AP NEWS

Women in Media hosts annual conference

September 25, 2017 GMT

Women In Media (WIM) hosted their fifth Annual Women In Media Conference, themed “Advocacy & Leadership! Be Seen. Be Heard. Be BOLD.” at WeWork on Saturday morning.

The conference brought together hundreds of Black women who work in the media industry or are aspiring media professionals and included workshops and panel discussions centered on professional and wellness topics. It also included a ceremony honoring Philadelphia’s first poet laureate and activist Sonia Sanchez and PhillyCAM.

“Although women are making substantial advances in media, there is still much to be done to ensure progress continues,” said WIM organizers in a statement. “For the past four years, the WIM Conference has provided women in media with the tools, methods and processes to empower themselves and highlight the necessity of full representation of women in media. Women from various disciplines in media as well as those indirectly tied to the industry attend the annual conference to network, connect, learn and most importantly, gain inspiration and motivation.”

This year, WIM also awarded the inaugural 2017 Advocacy & Leadership Award to PhillyCAM for “their dedication to impact and community reporting.” Sanchez received its annual Arete of Media Award.

In a keynote speech prior accepting the honor, Sanchez pushed the women to think about their purpose in the world and act on it.

“You got to know why you’re put on this Earth, people. You’re put on this Earth to make sure change occurs. You’re put on this Earth to come up against tons of money but I’m talking about people, people with hearts, people with ideas about the world, people who’ve decided that this world is going to survive in spite of people who have so much money,” she said.

“People laugh at Trump. You can laugh all you want to. Laugh, but organize. Laugh and organize so he won’t get re-elected. That is a dangerous man. You look at him and you understand the 1 percent, the 1 percent that put him in power. Fascism is what’s in their eyes. The people that will end up in a sorry condition will be Black and Puerto Rican, Black and Brown people and working-class whites who have not recognized what has happened to them in this country … It’s about time we look at each other and say, ‘We need to really come together and work together.’”

After Sanchez received her award, the conference transitioned into the workshops and panel discussions in which professionals advised the women on different topics related to wellness, leadership and advocacy.

“We want to make sure we are consistent [to] follow through on the goals we set,” said Jeffrey Jones, entrepreneur, and host of Community Voice Radio, 106.5 FM. Jones facilitated the “The Need To Exceed — How To Exceed Expectations And Achieve Greatness” workshop and stressed the importance of seeing one’s dreams to reality, stating that one cannot “just speak into existence, we have to hold ourselves accountable for what we spoke. That develops a mindset of wanting to follow through. [And] that relates to resourcefulness.”

DeAundra Cash, a former journalist who now makes a living teaching yoga, shared wellness tips in the “Recharge and Reboot: How to Incorporate Self-Care Into A Busy Workday” workshop.

“I strongly believe in the power of ‘No,’” she said. “We as women feel we have to say yes to everybody.
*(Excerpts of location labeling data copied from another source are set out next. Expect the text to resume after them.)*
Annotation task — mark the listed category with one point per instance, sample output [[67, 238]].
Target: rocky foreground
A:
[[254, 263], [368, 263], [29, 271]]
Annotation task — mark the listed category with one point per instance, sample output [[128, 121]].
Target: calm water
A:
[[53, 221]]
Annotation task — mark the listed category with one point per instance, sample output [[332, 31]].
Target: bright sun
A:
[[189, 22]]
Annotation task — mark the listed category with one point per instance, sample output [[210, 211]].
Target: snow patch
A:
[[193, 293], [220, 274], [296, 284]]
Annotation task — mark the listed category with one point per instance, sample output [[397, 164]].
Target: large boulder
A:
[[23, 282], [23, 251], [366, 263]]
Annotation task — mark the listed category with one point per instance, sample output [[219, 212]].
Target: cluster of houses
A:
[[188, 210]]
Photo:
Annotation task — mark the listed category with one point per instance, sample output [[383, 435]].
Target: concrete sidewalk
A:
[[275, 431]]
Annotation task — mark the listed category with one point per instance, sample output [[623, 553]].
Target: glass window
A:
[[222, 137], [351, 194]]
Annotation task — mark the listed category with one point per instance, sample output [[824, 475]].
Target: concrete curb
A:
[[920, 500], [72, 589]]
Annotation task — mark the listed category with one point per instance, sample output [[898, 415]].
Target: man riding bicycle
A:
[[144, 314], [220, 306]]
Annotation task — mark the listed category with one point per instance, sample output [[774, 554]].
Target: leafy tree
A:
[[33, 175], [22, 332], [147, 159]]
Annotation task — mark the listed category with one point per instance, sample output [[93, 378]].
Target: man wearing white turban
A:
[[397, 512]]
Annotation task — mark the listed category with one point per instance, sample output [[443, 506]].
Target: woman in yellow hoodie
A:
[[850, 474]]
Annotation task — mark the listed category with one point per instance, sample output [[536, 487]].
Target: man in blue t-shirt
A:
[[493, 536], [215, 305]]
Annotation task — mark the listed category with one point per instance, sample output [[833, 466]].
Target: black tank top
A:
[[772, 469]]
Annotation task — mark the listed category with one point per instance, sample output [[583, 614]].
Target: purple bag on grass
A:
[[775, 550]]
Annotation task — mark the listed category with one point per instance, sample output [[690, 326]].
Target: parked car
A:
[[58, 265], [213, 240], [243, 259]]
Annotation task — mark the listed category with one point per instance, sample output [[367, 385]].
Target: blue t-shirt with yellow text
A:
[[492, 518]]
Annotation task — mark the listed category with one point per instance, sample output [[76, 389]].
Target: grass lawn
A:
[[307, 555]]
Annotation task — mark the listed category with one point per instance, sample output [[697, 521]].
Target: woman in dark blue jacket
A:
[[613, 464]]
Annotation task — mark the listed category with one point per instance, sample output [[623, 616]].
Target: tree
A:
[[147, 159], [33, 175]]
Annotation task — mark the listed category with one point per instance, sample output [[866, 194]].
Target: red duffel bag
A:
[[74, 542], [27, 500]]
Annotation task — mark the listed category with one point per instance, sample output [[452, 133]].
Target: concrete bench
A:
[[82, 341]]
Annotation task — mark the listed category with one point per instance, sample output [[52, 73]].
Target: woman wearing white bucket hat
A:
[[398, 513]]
As Black women, we are told we have to be strong but there are moments when we should stop and take a breather.” Cash advised that women should “take something for us,” even if it is just a walk. In the workplace, she shared some practices that can help with recharging. “Different things I used to do in corporate America that helped me get that break — I would literally get up and take a lap around my office and sit back down. And some breathing exercises — taking a second because we need that.”

LaQuisha Anthony, an education training specialist for Women Organized Against Rape (WOAR) and Founder of VOICE, a support system for survivors of sexual abuse, was the presenter for the “Advocating With the Right Language” workshop. She advised on best practices in reporting that involves victims.

“Media is the beating pulse of our communities,” said Anthony. “The message media utilizes has a big impact on society. If we can transform the language media uses, then we can transform the language society uses.”